There's no way the recipe he posted is getting anywhere near 1.120 even with the 1/2 gallon or so short he was--he was in the 1.060-1.065 range with that recipe and 4.5 gallons. He'd have to be wildly short--in the 2-2.5 gallon range of wort--to approach 1.120 with that recipe.
 
What if it wasn't 7lbs of LME, but 7kg?

I pulled a silly move like that a dozen years ago with a coopers kit...added 1kg of corn sugar instead of 1lb

(even though I'm American, I got it in my head Coopers is Australian so the directions had to be in metric, right?)
 
i had a similar headache issue awhile back. read this thread:
https://www.homebrewtalk.com/f39/headache-bottle-172549/

I brought my beer up to whatever temp it says in that thread (maybe ~150 or 160?) for about20-30 minutes, rechilled and recarbed and it did not give me a headache. That was enough proof to me that the problem was fusels.

You can probably put the beer in a pot in the oven at the set temp, I did mine on the stove, but it is harder to maintain a set temp without going too high.

Thanks for that info. I went to your thread and it sounds like my beer is doing exactly what yours did. Lots of info in that thread to digest about fermenting. I am pretty sure I didn't give the beer near enough time to ferment and ended up with headache in a bottle.

This post from your thread seems to nail down the problem pretty good.

KellyK

I haven't seen this mentioned yet, so I will chime in. Acetaldehyde may be your cause. Acetaldehyde is a compound that causes off flavors and aromas in beer, often described as tasting and smelling like green apples, cut grass or green leaves, pumpkin, or latex paint. It is normally reduced to ethanol by yeast during the secondary fermentation, but oxidation of the finished beer may reverse this process, converting ethanol to acetaldehyde.

The chemical compound of acetaldehyde is a known cause of headaches in the vast majority of the population. It's typically higher in some beverages than others (one of the big three purposly adds it to promote the "green apple taste" because their customers are used to it.) Champagne also has higher levels of the compound than other alcoholic beverages - so if you're sensative to champagne that's an indicator you may be sensative to acetaldehyde.

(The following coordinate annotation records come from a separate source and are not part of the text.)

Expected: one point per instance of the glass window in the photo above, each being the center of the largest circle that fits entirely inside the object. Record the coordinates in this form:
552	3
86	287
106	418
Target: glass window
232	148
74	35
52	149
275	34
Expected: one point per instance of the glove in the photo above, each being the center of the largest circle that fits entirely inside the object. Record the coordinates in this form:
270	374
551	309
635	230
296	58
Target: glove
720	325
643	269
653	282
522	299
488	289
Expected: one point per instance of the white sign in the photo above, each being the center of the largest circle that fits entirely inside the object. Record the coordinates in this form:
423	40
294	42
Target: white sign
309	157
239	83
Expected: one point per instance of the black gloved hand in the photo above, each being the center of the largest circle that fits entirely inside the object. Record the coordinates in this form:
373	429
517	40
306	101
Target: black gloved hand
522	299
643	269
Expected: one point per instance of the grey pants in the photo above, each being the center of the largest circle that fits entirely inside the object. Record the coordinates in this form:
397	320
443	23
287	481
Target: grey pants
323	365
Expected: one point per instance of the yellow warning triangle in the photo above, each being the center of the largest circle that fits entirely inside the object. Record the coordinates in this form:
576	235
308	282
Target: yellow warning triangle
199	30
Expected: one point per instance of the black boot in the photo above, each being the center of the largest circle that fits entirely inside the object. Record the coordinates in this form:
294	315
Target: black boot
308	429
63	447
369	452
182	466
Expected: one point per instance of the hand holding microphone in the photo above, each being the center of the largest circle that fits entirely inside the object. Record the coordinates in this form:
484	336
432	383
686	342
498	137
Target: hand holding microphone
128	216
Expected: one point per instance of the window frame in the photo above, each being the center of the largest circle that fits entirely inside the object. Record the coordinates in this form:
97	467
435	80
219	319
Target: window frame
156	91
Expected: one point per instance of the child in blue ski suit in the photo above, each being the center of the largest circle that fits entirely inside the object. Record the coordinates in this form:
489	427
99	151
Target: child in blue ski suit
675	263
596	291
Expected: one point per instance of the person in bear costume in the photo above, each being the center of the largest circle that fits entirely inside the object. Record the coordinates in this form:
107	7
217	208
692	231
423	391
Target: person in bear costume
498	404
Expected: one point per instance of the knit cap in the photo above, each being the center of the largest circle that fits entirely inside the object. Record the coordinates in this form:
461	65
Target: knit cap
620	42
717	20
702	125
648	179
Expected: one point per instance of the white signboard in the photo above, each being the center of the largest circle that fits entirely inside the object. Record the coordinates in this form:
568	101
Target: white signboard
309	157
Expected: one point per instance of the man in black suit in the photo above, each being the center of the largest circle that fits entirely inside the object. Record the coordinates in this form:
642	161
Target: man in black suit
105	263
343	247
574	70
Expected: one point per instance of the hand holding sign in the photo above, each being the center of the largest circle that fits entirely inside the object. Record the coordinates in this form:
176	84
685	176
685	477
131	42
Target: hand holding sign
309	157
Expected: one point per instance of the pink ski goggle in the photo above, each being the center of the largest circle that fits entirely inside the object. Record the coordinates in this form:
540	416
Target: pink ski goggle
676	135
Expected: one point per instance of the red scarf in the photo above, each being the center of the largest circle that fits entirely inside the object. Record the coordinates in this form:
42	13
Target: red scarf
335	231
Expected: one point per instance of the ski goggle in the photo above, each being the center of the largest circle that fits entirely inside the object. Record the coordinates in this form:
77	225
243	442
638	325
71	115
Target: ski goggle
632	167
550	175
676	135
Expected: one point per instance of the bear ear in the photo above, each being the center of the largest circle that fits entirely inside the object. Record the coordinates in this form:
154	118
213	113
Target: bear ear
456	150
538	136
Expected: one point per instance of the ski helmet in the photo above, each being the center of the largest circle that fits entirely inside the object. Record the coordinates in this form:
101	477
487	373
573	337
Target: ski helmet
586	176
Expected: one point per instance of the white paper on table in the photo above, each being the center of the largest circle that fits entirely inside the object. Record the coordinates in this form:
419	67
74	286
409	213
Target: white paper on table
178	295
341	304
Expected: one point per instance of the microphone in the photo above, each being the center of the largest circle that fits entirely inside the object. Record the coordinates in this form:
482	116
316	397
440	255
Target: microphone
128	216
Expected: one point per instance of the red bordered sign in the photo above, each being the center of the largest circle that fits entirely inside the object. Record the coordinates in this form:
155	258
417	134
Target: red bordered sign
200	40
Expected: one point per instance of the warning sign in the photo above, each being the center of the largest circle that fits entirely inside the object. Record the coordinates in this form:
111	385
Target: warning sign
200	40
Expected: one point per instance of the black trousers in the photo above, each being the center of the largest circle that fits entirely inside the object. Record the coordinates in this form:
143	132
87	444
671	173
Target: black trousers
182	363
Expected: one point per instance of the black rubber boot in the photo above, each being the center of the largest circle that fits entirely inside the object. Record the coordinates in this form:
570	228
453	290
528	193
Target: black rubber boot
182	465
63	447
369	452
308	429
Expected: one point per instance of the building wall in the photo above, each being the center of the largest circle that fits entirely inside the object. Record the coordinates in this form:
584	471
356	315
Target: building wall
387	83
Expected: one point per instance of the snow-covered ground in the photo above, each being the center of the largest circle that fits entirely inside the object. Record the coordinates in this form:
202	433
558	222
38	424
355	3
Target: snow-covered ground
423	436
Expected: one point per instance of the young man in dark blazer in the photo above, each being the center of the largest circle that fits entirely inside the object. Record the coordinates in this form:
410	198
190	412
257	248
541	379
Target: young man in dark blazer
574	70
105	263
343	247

If you really only are having one of your beers and getting a headache, then my guess is dehydration or the other "alcohol associated headache producers" are not your cause. You may not be giving your beer enough time on the yeast to propertly convert all of the acetalhyde to enthanol - or the yeast just isn't doing its job all the way around as evidenced by the comments concerning a sweet taste. That, or you are oxidizing your beer on the back end during the bottling process. Anyway, my guess is you've got higher than normal levels of the compound in your beer and that's what's giving you skullsplitters.

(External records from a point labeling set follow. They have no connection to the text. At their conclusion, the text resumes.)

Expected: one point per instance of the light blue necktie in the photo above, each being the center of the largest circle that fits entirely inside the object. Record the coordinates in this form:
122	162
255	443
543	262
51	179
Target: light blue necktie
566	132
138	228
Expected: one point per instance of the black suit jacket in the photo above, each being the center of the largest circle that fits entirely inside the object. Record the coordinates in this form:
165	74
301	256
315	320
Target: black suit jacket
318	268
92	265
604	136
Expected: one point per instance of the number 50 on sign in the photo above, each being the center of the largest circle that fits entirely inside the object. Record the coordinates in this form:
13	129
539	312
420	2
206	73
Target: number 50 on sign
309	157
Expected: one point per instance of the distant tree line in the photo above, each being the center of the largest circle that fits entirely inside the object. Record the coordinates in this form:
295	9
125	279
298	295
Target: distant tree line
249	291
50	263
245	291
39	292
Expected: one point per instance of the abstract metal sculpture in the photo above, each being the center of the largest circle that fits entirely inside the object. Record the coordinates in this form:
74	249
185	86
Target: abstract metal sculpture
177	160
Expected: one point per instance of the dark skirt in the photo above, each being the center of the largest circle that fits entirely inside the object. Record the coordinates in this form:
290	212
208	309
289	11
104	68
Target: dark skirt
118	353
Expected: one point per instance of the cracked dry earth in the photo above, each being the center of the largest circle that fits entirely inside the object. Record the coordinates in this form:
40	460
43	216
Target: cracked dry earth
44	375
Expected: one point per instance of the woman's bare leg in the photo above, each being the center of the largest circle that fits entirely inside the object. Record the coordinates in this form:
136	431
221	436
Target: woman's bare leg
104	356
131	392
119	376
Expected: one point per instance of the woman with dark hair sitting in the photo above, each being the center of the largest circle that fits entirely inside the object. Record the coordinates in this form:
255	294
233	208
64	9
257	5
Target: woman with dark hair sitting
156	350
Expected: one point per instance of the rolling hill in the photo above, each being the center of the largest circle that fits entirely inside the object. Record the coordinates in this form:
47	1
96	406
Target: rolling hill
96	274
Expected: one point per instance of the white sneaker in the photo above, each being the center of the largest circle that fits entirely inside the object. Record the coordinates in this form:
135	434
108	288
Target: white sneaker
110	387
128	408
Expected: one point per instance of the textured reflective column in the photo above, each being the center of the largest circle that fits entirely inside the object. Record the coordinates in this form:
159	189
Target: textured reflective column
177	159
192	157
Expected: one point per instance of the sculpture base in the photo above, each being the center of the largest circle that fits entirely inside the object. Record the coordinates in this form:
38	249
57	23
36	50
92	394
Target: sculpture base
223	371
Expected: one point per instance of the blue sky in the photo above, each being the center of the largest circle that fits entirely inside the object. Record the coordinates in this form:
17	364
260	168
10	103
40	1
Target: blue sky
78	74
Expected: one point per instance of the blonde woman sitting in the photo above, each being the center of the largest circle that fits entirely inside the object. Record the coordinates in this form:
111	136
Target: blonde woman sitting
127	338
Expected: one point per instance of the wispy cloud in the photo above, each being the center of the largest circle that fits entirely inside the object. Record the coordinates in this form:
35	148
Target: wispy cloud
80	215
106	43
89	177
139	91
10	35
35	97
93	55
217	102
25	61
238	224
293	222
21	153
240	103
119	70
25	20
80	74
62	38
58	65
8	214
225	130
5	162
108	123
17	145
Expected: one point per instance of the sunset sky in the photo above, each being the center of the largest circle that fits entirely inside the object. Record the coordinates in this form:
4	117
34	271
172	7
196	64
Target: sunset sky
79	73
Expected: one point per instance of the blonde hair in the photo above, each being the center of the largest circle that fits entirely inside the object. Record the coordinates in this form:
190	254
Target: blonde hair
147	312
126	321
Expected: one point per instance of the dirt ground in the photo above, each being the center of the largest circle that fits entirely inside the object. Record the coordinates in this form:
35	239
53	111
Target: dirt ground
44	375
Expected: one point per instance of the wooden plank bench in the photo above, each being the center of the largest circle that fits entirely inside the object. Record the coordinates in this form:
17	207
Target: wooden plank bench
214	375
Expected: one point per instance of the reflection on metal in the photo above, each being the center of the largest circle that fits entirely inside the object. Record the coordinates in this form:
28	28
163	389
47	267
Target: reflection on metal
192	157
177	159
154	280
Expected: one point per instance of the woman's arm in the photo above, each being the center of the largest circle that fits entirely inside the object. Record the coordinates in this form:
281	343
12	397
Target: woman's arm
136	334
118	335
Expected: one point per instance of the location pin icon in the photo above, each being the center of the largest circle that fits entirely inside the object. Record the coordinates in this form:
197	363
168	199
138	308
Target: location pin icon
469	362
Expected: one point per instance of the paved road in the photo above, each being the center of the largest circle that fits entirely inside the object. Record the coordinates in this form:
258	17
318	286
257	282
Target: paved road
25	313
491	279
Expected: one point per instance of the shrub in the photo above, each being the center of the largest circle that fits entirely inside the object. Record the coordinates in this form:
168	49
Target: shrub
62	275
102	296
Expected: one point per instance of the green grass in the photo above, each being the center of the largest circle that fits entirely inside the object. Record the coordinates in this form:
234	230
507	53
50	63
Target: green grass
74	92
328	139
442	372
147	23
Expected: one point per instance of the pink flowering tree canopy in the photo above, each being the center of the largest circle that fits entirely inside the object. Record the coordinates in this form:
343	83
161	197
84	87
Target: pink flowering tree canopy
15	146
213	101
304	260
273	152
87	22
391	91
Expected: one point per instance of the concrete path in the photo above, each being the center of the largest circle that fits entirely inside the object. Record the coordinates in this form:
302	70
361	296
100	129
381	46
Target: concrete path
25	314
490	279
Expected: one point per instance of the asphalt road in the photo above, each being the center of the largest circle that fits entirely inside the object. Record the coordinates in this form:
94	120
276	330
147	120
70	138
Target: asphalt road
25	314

Was the final product noticeably sweet or fruity?

Not really. It has a good roasty flavor. Not too sweet.
 
So I have a couple of more questions after reading all the information in this thread along with this thread https://www.homebrewtalk.com/f39/headache-bottle-172549/.

Fusal alcohols are produced at higher fermentation temps? If so what is that threshold for an ale?

What kind of effect would you see, if any, from drinking green beer? Would it give you a huge headache?

Green shouldn't matter; it'll make the beer taste poor, but won't affect fusels.

Fermentation temp is the #1 thing that generates fusels; anything above about 69F can do that. A 65F room temp can reach 69F ferm temps. You're likely okay at those temps, but as room temp approaches 70F or more (so fermentation temp is in the 74F+ range), the likelihood of fusels increases significantly.

Basically, keep room temp at or below 65F and you're fine. Get north of 70F and things are more dangerous. Of course, the yeast strains and other factors can push those numbers north or south--if you're using the Dupont saison yeast, you may want to start off at 65F and wind up with 80F+ ambient temperatures toward the end of fermentation. But for most normal ales, keeping things below 70F ambient and ideally below 65F ambient is a good idea.

#2 on the list is building a big, healthy starter. But that's even more a taste issue and less a fusel issue than temperature, and for some yeasts (e.g. Bavarian hefe yeasts) you might actually want to pitch a small starter or just one packet of yeast.